Na finalidade, sujeita o exercício dos direitos e liberdades individuais às limitações estabelecidas pela lei.
- Restrições excepcionais às liberdades públicas são constitucionais;
Diante desse caráter relativo, pode-se concluir que não existe inconstitucionalidade na previsão de excepcionais restrições às liberdades públicas, inclusive à intimidade, à vida privada e ao sigilo de dados, desde que a finalidade seja garantir direitos e liberdades dos demais membros da sociedade às justas exigências da moral, da ordem pública e do bem-estar de uma sociedade democrática.
No caso do sigilo financeiro, principalmente, há uma finalidade internacional da defesa da probidade, combate à criminalidade organizada e à corrupção.
- O raciocínio jurídico construído na decisão do STF de 2016 pode ser aplicado aqui;
- Receita pode enviar a integralidade do procedimento;
A Receita pode enviar tudo — dados, provas, informações — que a fez chegar ao lançamento definitivo do tributo e embasá-lo, por ser necessário à constituição da materialidade na infração penal.
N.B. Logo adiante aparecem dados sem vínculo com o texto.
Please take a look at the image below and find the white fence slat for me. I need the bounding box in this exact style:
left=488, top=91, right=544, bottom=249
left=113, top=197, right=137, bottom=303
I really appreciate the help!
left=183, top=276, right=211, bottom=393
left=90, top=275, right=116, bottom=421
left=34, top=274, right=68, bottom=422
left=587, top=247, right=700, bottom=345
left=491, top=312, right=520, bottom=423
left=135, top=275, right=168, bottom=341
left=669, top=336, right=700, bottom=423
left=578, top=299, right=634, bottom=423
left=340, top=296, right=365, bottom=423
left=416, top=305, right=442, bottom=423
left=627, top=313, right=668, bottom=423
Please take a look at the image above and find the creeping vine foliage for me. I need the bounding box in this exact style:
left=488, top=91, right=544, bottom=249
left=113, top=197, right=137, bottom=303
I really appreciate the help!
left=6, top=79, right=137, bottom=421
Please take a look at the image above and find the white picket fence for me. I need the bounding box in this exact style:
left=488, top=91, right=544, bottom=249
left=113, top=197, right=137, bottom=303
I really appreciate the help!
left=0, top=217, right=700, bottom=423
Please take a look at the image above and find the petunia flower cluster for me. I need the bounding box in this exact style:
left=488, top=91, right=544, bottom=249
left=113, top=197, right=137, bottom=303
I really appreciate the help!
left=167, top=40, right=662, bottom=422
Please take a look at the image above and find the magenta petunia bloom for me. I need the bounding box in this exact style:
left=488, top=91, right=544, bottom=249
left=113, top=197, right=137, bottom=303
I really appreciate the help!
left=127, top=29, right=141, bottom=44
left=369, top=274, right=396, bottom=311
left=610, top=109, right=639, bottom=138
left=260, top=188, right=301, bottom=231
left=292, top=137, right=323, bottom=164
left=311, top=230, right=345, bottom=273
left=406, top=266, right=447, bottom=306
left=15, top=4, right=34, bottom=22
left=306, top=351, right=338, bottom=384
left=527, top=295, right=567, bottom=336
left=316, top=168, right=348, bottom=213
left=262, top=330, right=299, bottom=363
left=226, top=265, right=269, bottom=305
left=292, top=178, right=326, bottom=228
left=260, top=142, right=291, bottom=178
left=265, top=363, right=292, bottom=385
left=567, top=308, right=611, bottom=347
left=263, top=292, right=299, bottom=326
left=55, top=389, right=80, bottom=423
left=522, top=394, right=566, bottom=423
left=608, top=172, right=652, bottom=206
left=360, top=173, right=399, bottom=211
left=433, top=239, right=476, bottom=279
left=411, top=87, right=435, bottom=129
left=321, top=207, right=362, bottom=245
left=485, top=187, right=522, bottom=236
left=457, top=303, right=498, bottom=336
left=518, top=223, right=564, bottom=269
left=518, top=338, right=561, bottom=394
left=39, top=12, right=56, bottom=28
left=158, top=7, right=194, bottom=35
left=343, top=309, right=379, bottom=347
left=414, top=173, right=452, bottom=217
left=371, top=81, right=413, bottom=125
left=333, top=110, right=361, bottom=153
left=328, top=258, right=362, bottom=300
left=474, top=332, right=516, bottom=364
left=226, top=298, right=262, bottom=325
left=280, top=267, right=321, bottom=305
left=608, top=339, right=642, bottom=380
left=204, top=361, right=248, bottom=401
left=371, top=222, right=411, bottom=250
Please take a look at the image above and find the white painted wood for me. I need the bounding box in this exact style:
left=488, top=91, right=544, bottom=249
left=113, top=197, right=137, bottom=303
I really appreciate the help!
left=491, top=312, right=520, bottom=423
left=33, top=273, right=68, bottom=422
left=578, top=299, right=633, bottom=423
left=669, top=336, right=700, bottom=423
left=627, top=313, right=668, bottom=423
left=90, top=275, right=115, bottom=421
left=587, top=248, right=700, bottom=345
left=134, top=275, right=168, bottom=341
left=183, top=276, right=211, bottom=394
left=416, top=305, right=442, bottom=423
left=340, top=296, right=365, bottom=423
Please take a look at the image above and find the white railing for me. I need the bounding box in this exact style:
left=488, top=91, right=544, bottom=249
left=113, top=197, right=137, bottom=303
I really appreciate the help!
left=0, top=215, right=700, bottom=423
O restante, como já é feito, ou se devolve ao contribuinte ou se destrói.
Abertura de encomenda postada nos Correios
- SF, Tema 1041 - Admissibilidade, no âmbito do processo penal, de prova obtida por meio de abertura de encomenda postada nos Correios, ante a inviolabilidade do sigilo das correspondências.
- Recurso extraordinário em que se discute, considerado o artigo 5º, incisos XII e LVI, da Constituição Federal, a licitude de prova obtida mediante abertura de pacote postado nos Correios, a respaldar condenação de militar ante a prática do crime tipificado no artigo 290, § 1º, inciso II, do Código Penal Militar – tráfico de entorpecentes.
TESE:
- (1) Sem autorização judicial ou fora das hipóteses legais, é ilícita a prova obtida mediante abertura de carta, telegrama, pacote ou meio análogo, salvo se ocorrida em estabelecimento penitenciário, quando houver fundados indícios da prática de atividades ilícitas;
- (2) Em relação a abertura de encomenda postada nos Correios, a prova obtida somente será lícita quando houver fundados indícios da prática de atividade ilícita, formalizando-se as providências adotadas para fins de controle administrativo ou judicial.